What Has Gone Wrong at Zipcar – Is the UK Car-Sharing Sector Finished?

A volunteer food project in Rotherhithe has distributed hundreds of prepared dishes each week for the past two years to pensioners and vulnerable locals in southeast London. However, their operations have been thrown into disarray by the announcement that they will not have cars and vans on New Year’s Day.

The group had relied on Zipcar, the car-sharing company that customers to access its cars from the street. It sent shockwaves across London when it declared it would shut down its UK business from 1 January.

It will mean many volunteers cannot collect food from the Felix Project, which gathers surplus food from supermarkets, cafes and restaurants. Other options are further away, costlier, or do not offer the same convenient access.

“It’s going to be affected massively,” said Vimal Pandya, the community kitchen’s founder. “Personally me and my team are worried about the operational hurdle we will face. Many groups like ours are going to struggle.”

“Knowing the reality, everyone is concerned and thinking: ‘How will we continue?’”

A Significant Setback for Urban Car-Sharing

These volunteers are among over 500,000 people in London who were car club members, now potentially left without easy use to vehicles, avoiding the burden and cost of ownership. The vast majority of those members were probably with Zipcar, which had a near-monopoly position in the city.

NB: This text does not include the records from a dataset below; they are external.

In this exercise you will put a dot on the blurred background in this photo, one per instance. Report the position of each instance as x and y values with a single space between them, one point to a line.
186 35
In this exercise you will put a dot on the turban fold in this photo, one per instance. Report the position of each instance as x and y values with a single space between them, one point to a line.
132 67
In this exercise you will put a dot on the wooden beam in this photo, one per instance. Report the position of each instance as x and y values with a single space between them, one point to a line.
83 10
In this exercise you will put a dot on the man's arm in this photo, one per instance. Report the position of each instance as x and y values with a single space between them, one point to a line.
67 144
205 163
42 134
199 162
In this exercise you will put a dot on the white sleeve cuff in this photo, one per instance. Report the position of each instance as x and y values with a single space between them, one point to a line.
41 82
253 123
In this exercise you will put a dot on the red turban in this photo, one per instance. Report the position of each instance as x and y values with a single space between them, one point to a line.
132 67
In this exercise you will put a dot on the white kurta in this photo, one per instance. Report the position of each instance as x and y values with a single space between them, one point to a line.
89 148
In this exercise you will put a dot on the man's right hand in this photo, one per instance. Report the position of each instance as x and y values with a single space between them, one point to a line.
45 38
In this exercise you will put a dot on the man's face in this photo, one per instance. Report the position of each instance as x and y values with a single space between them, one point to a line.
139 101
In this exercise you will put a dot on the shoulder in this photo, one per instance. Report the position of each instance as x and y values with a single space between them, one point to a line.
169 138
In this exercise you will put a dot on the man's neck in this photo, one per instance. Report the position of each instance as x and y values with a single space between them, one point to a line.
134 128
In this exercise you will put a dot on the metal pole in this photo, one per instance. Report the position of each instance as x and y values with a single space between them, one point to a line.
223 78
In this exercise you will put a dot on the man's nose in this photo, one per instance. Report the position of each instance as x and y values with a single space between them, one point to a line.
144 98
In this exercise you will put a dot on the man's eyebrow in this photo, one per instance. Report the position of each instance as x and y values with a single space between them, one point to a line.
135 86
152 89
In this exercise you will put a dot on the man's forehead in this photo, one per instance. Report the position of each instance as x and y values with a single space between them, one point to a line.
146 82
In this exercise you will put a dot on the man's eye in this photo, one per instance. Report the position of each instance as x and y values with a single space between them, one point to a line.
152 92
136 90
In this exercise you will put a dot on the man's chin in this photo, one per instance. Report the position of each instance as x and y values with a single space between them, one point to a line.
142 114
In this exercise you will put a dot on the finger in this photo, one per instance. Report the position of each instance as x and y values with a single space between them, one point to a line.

The planned closure, subject to consultation with employees, is a big blow to the vision that car sharing in urban areas could cut the need for owning a car. Yet, some experts have noted that Zipcar’s departure need not spell the end for the idea in Britain.

The Potential of Car Sharing

Car sharing is valued by many urbanists and green advocates as a way of reducing the ills associated with vehicle ownership. Typically, vehicles sit idle on the street for the vast majority of the time, occupying parking. They also require large CO2 output to produce, and people without a vehicle tend to use active travel and take public transport more. That helps urban areas – reducing congestion and pollution – and boosts public health through more exercise.

What Went Wrong?

The company started in 2000 before its acquisition by the US car rental group Avis Budget in 2013. Zipcar’s UK revenues were minimal compared with its owner's overall annual revenue, and a loss that reached £11.7m in 2024 gave little incentive to continue.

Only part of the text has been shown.